Decision matrix: Quantiphi vs Grid Dynamics
| Your situation | Recommended choice |
|---|---|
| You need full-ownership delivery on a defined project scope | Quantiphi |
| You need a large dedicated team for an ongoing programme | Check each company's engagement model |
| Your budget is at the lower end | Compare: Quantiphi (Not published) vs Grid Dynamics (Not published) |
| You need specialist depth in a specific vertical | Quantiphi |
| You need staff augmentation or team extension | Neither; consider alternatives that offer staff aug |
| You need consulting before committing to a build | Quantiphi |
Use case fit: Quantiphi vs Grid Dynamics
| Use case | Quantiphi fit | Grid Dynamics fit | Winner |
|---|---|---|---|
| Enterprise financial-services AI programs requiring both scale and deep ML expertise | Strong | Strong | Both equally |
| Cloud-native ML platform builds on GCP, AWS, or Azure at production scale | Strong | Limited | Quantiphi |
| Enterprise buyers requiring public-company financial transparency for vendor risk review | Strong | Strong | Both equally |
| Retail and e-commerce AI/ML programs at large scale | Limited | Strong | Grid Dynamics |
| Fixed-price build | Limited | Limited | Both equally |
| Staff augmentation | Limited | Limited | Both equally |
Verdict: Quantiphi vs Grid Dynamics
Quantiphi (4.4/5) is the stronger overall choice for most Machine Learning Development projects. AI-native firm that reached enterprise scale (2,600+ employees) without pivoting from generalist IT outsourcing.. It is best for enterprises, especially in financial services, needing AI delivery at scale with strong cloud-native ML platform engineering..

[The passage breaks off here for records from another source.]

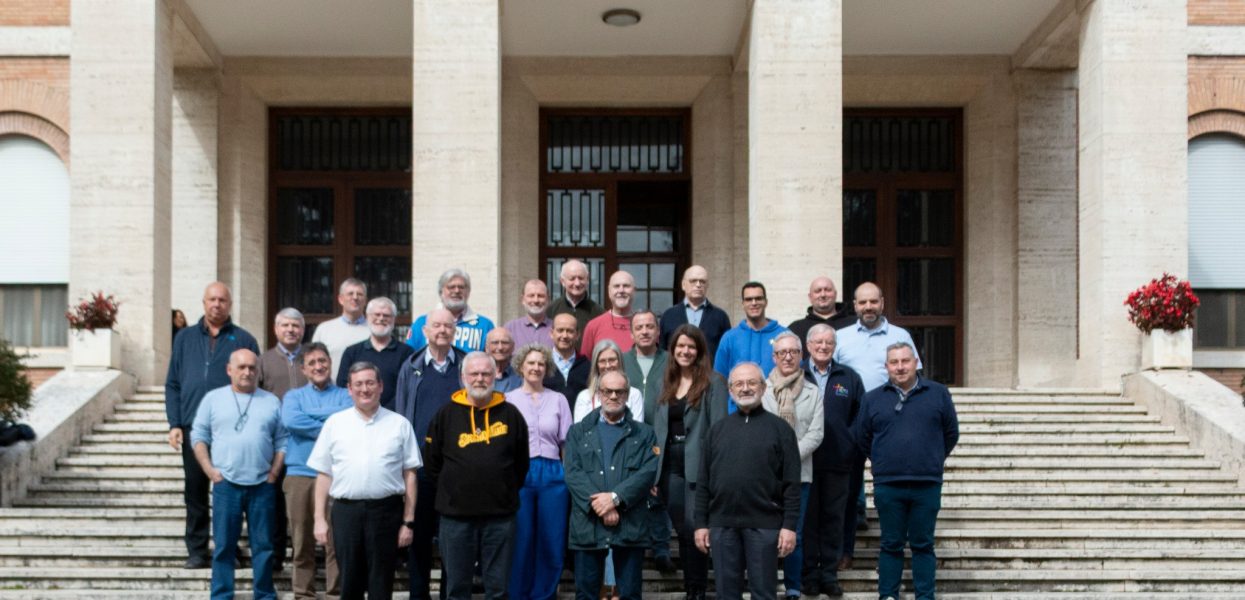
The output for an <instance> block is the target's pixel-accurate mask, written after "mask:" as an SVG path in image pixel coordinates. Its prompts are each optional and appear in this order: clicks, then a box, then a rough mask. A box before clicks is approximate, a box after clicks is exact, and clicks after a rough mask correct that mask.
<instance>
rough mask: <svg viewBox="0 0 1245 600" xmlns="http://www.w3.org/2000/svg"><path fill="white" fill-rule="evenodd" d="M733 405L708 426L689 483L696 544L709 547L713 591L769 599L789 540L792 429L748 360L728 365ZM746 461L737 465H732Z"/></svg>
mask: <svg viewBox="0 0 1245 600" xmlns="http://www.w3.org/2000/svg"><path fill="white" fill-rule="evenodd" d="M730 386H731V396H732V397H733V398H735V403H736V406H737V407H738V411H736V412H735V413H732V415H728V416H727V417H726V418H723V420H721V421H718V422H717V423H715V424H713V427H711V428H710V431H708V436H707V438H706V439H705V451H703V453H702V458H701V471H700V478H698V480H697V484H696V513H695V522H696V546H697V548H700V550H701V551H703V553H706V554H708V553H710V550H711V549H712V551H713V573H715V581H716V583H717V598H720V599H722V600H738V599H741V598H743V574H745V571H747V575H748V591H751V593H752V598H753V599H754V600H776V598H777V593H778V559H779V558H786V556H787V555H788V554H791V551H792V550H793V549H794V548H796V528H797V524H798V522H799V447H798V446H797V443H796V432H794V429H792V427H791V426H789V424H787V422H786V421H783V420H782V418H781V417H778V416H777V415H772V413H768V412H766V410H764V408H762V407H761V397H762V396H763V395H764V391H766V377H764V375H762V372H761V367H759V366H757V365H756V363H753V362H741V363H740V365H737V366H736V367H735V368H732V370H731V377H730ZM743 464H746V466H748V468H740V466H743Z"/></svg>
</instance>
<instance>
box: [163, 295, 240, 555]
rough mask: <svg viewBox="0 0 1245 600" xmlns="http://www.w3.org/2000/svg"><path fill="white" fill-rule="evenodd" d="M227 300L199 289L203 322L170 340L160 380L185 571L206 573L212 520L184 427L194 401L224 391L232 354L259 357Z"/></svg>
mask: <svg viewBox="0 0 1245 600" xmlns="http://www.w3.org/2000/svg"><path fill="white" fill-rule="evenodd" d="M232 307H233V295H232V294H230V293H229V286H227V285H225V284H223V283H220V281H213V283H212V284H208V288H207V289H205V290H203V319H199V322H198V324H195V325H194V326H193V327H186V329H183V330H182V331H178V332H177V337H174V339H173V355H172V356H171V357H169V361H168V376H167V377H164V413H166V416H167V417H168V444H169V446H172V447H173V449H174V451H181V452H182V471H183V472H184V473H186V487H184V488H183V492H182V495H183V499H184V500H186V550H187V554H188V556H187V559H186V568H187V569H208V568H210V566H212V554H209V553H208V533H209V532H210V528H212V518H210V514H209V513H208V492H209V490H210V489H212V488H210V480H209V479H208V476H207V474H204V473H203V468H202V467H199V462H198V461H197V459H195V458H194V449H193V448H192V447H190V443H189V442H190V427H192V424H193V423H194V415H195V413H197V412H198V410H199V402H200V401H202V400H203V396H204V395H207V393H208V392H209V391H212V390H215V388H218V387H223V386H228V385H229V383H230V382H229V375H228V373H227V372H225V366H227V365H228V363H229V356H230V355H232V354H233V352H234V350H242V349H247V350H250V351H251V352H255V354H256V355H258V354H259V345H258V344H255V337H254V336H251V335H250V334H248V332H247V330H244V329H242V327H239V326H237V325H234V324H233V321H232V320H230V319H229V311H230V309H232Z"/></svg>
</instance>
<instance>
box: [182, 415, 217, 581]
mask: <svg viewBox="0 0 1245 600" xmlns="http://www.w3.org/2000/svg"><path fill="white" fill-rule="evenodd" d="M182 472H183V474H184V476H186V487H184V488H182V499H183V500H184V502H186V553H187V554H188V555H189V556H192V558H193V556H200V558H203V559H204V560H212V553H209V551H208V540H209V539H210V537H212V513H210V512H209V509H208V494H210V493H212V479H208V476H207V473H204V472H203V468H200V467H199V461H198V459H195V458H194V447H193V446H190V428H189V427H182Z"/></svg>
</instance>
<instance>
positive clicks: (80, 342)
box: [70, 329, 121, 368]
mask: <svg viewBox="0 0 1245 600" xmlns="http://www.w3.org/2000/svg"><path fill="white" fill-rule="evenodd" d="M70 355H72V363H73V367H75V368H121V334H117V332H116V331H113V330H111V329H97V330H95V331H93V332H92V331H87V330H85V329H71V330H70Z"/></svg>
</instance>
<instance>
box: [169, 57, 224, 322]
mask: <svg viewBox="0 0 1245 600" xmlns="http://www.w3.org/2000/svg"><path fill="white" fill-rule="evenodd" d="M219 96H220V92H219V90H218V87H217V75H215V71H213V70H208V68H184V70H183V68H179V70H177V71H176V72H174V75H173V229H172V249H173V255H172V281H173V284H172V289H171V294H172V296H171V301H172V306H173V307H174V309H181V310H182V312H186V317H187V320H189V321H190V322H194V321H195V320H198V319H199V317H200V316H203V288H204V286H207V285H208V284H209V283H212V281H215V280H217V279H218V278H219V276H220V275H219V273H218V270H217V240H218V235H217V232H218V224H217V220H218V219H217V217H218V214H217V213H218V210H219V207H218V204H219V203H218V200H217V198H218V185H217V132H218V120H217V108H218V100H219Z"/></svg>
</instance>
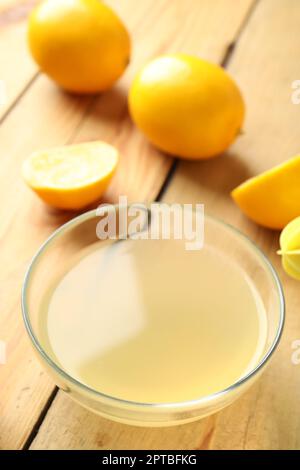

Grid Dynamics (4.1/5) is the better choice when enterprises needing SEC-level financial transparency and public-company compliance alongside AI/ML delivery at scale.. If your situation matches those criteria, Grid Dynamics is a competitive option.
Related comparisons
Quantiphi vs Grid Dynamics FAQ
Is Quantiphi better than Grid Dynamics?
Quantiphi (4.4/5) scores higher overall, but "better" depends on your use case. Quantiphi is better for enterprises, especially in financial services, needing AI delivery at scale with strong cloud-native ML platform engineering.. Grid Dynamics is better for enterprises needing SEC-level financial transparency and public-company compliance alongside AI/ML delivery at scale..
How do Quantiphi and Grid Dynamics differ in pricing?
Quantiphi uses fixed project and managed ai services pricing with a minimum engagement of Not published. Grid Dynamics uses fixed project and managed engineering services pricing with a minimum engagement of Not published. Neither firm publishes a full rate card; a discovery call is required for project-specific quotes.
Which is better for enterprise: Quantiphi or Grid Dynamics?
Quantiphi is the larger team and typically the better enterprise-scale choice. For very large programmes, verify team size and compliance coverage directly with each agency before shortlisting.
What are the main differences between Quantiphi and Grid Dynamics?
Quantiphi's primary differentiator is: ai-native firm that reached enterprise scale (2,600+ employees) without pivoting from generalist it outsourcing.. Grid Dynamics's primary differentiator is: nasdaq-listed public company (gdyn) with sec-filed financials, offering procurement transparency few competitors match.. They also differ in team size (1,001–5,000 vs 1,001–5,000), minimum engagement (Not published vs Not published), and primary industries served (Financial Services, Healthcare vs Retail, Technology/SaaS).
Last reviewed: July 2026. Verify all details directly with each agency before making a decision.